Especialistas em comércio exterior alertam que, ao mirar setores estratégicos com tarifas pesadas, Trump não apenas responde a disputas comerciais com o Brasil, mas também envia uma mensagem de proteção ao mercado interno americano. “É uma medida que visa agradar a indústria local de carne dos EUA, que se sente pressionada pela competitividade brasileira, especialmente pela qualidade, escala e preço”, afirma Eduardo Martins, analista de mercados internacionais da Confederação Nacional da Indústria (CNI).

Para a especialista em direito econômico Regina Martins, o custo real dessas medidas recai sobre o elo mais frágil da cadeia: o produtor, mas com efeitos em todas as frentes. “O consumidor americano vai pagar mais, o governo pode alegar defesa comercial, mas é o agricultor brasileiro, principalmente o da base produtiva regional, que paga a conta com redução de demanda e preço defasado”, avalia.

Representantes do setor de carnes também expressaram preocupação com os efeitos colaterais. Segundo nota da Associação Brasileira de Proteína Animal (ABPA), “a taxação proposta pelos EUA compromete o fluxo comercial com um dos maiores compradores globais de proteína brasileira, afeta investimentos em expansão e inovação e coloca em risco a manutenção de milhares de postos de trabalho diretos e indiretos”.

A ABPA ainda reforça que a produção do oeste do Paraná não só abastece o mercado externo, mas é essencial para o equilíbrio interno de preços e oferta no Brasil.

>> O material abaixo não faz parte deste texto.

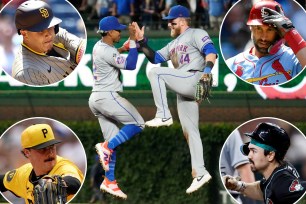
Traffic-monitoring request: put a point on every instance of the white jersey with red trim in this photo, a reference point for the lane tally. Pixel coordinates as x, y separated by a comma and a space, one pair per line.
268, 70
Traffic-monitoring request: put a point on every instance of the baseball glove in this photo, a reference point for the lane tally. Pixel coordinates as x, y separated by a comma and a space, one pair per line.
50, 190
203, 88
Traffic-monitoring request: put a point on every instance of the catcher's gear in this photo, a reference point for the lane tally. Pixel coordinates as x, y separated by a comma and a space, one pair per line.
277, 19
203, 88
50, 190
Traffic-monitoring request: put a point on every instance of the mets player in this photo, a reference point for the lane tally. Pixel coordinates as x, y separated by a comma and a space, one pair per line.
192, 54
48, 53
105, 102
38, 145
281, 182
270, 62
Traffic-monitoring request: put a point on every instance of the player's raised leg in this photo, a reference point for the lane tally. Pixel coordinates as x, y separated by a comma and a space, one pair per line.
188, 111
178, 81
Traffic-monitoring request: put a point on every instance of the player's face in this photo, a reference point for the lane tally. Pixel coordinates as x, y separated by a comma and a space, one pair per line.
263, 37
258, 160
41, 42
116, 35
43, 160
175, 27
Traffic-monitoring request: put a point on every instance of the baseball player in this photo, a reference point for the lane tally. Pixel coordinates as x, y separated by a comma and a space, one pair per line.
193, 56
266, 151
48, 53
234, 163
270, 62
38, 145
106, 103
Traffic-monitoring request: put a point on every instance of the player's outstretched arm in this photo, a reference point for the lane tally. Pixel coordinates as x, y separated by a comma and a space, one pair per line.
287, 31
132, 57
251, 190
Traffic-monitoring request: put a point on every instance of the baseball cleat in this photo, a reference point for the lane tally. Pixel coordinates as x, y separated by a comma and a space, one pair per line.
157, 122
198, 182
104, 154
112, 188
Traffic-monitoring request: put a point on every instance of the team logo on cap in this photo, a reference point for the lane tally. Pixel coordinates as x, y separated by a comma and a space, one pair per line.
10, 175
295, 186
44, 12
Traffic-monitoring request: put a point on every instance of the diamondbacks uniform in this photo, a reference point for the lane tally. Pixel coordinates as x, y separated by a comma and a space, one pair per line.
105, 102
35, 68
186, 54
283, 186
269, 70
21, 181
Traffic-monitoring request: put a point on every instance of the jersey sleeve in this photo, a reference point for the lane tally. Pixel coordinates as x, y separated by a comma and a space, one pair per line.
31, 76
163, 54
237, 158
201, 38
287, 189
75, 45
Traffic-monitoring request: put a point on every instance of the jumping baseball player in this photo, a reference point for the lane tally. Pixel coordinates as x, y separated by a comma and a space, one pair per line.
48, 53
270, 62
106, 103
193, 56
38, 145
266, 151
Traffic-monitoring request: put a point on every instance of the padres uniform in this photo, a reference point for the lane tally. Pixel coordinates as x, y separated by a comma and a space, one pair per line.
268, 70
105, 102
21, 181
186, 54
283, 186
35, 68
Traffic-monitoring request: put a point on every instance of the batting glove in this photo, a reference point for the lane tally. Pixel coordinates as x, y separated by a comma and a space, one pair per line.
277, 19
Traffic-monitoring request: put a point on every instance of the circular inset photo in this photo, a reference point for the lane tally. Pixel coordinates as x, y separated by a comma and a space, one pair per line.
41, 158
262, 42
264, 160
41, 42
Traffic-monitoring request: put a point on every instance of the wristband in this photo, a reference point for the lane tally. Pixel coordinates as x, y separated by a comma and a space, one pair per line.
295, 40
240, 186
132, 44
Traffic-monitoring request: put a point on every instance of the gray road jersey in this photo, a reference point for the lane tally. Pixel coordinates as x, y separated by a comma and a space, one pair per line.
231, 156
107, 63
185, 51
35, 68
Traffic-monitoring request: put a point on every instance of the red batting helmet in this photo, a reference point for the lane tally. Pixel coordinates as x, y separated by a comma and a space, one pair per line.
255, 17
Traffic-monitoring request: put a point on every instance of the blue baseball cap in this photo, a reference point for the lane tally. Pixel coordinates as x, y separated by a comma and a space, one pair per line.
177, 12
110, 23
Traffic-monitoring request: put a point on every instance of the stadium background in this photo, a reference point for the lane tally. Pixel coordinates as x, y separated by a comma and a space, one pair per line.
154, 167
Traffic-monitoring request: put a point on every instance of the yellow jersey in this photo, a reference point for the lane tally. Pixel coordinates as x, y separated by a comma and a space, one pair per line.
18, 180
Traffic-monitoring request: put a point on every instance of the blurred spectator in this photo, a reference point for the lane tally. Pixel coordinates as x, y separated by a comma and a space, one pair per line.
124, 10
7, 47
216, 10
201, 15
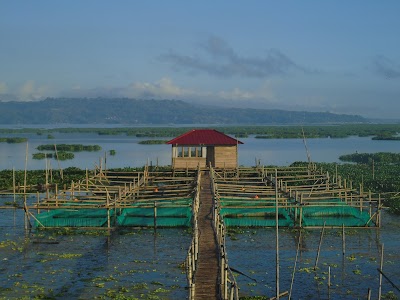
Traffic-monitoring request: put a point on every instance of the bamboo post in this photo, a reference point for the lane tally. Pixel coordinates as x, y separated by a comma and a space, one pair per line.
380, 275
319, 246
38, 202
277, 234
301, 210
15, 200
329, 277
155, 215
87, 179
343, 241
295, 264
379, 216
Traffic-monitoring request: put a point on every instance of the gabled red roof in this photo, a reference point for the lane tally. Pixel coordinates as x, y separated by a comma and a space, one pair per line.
204, 137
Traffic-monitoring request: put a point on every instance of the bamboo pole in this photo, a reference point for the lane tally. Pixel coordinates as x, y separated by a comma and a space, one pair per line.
319, 246
380, 274
277, 234
14, 195
155, 215
295, 265
343, 241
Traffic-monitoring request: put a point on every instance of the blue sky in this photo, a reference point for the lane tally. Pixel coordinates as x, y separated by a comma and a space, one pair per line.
337, 56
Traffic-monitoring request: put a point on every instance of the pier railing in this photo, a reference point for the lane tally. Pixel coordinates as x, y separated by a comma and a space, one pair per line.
228, 286
193, 252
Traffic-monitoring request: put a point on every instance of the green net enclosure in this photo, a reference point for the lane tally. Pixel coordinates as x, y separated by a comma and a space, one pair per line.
176, 213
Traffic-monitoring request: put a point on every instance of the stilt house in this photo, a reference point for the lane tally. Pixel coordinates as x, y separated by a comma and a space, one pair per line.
204, 147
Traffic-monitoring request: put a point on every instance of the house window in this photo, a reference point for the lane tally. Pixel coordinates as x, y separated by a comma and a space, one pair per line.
196, 152
180, 151
192, 151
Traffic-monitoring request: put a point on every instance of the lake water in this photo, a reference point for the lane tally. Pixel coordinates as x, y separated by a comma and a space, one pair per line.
129, 153
147, 264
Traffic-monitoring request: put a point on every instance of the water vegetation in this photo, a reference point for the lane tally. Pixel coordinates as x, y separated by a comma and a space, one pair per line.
68, 147
152, 142
375, 131
13, 140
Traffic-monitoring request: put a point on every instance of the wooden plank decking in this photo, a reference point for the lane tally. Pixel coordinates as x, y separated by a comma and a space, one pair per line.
206, 277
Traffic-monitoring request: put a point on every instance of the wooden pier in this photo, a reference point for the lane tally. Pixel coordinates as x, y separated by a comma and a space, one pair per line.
206, 277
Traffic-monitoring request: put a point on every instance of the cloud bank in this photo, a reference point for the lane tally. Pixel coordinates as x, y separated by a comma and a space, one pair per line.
385, 67
220, 60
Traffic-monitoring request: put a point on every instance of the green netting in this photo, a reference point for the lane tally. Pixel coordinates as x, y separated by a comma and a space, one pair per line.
73, 218
334, 216
261, 212
249, 217
175, 213
166, 217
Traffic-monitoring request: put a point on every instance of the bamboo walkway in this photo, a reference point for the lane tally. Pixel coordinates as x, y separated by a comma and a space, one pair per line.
206, 277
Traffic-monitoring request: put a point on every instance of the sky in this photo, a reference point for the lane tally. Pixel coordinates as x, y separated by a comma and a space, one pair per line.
338, 56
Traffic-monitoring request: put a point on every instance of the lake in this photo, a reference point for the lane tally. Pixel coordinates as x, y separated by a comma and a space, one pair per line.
148, 265
129, 153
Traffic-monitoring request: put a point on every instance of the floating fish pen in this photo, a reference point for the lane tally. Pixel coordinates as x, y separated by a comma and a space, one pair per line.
120, 199
299, 197
296, 197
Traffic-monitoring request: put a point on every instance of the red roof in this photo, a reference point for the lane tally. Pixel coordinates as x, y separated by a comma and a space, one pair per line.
204, 137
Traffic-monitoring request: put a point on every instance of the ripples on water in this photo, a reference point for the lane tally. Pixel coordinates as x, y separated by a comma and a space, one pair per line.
142, 263
351, 274
130, 262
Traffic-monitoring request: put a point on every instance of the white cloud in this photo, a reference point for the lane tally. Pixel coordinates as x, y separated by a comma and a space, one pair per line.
29, 91
3, 88
163, 88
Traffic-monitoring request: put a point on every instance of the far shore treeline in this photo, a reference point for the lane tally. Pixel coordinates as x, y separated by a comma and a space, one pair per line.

Impacto pode ir além das exportações

A possível retração no volume exportado pode afetar a rentabilidade do setor e gerar desequilíbrios logísticos, uma vez que grande parte da estrutura de escoamento foi projetada com base na demanda internacional. Isso inclui portos, centros logísticos e armazéns refrigerados, que hoje funcionam em sinergia com os ciclos de exportação.

“Uma mudança abrupta no destino dessas cargas impacta diretamente o fluxo logístico. Isso pode resultar em ociosidade de infraestrutura, demissões e encarecimento de fretes”, explica Rui São Pedro.

Para Rui, há novos mercados a serem explorados, mas ninguém identifica e fecha negócios com outros mercados do dia para a noite. “O Brasil teve menos de um mês para se preparar. Isso significa que não há colo encontrar outros compradores externos em tão pouco tempo, o que o governo brasileiro quer são mais 90 dias para as negociações”, destaca.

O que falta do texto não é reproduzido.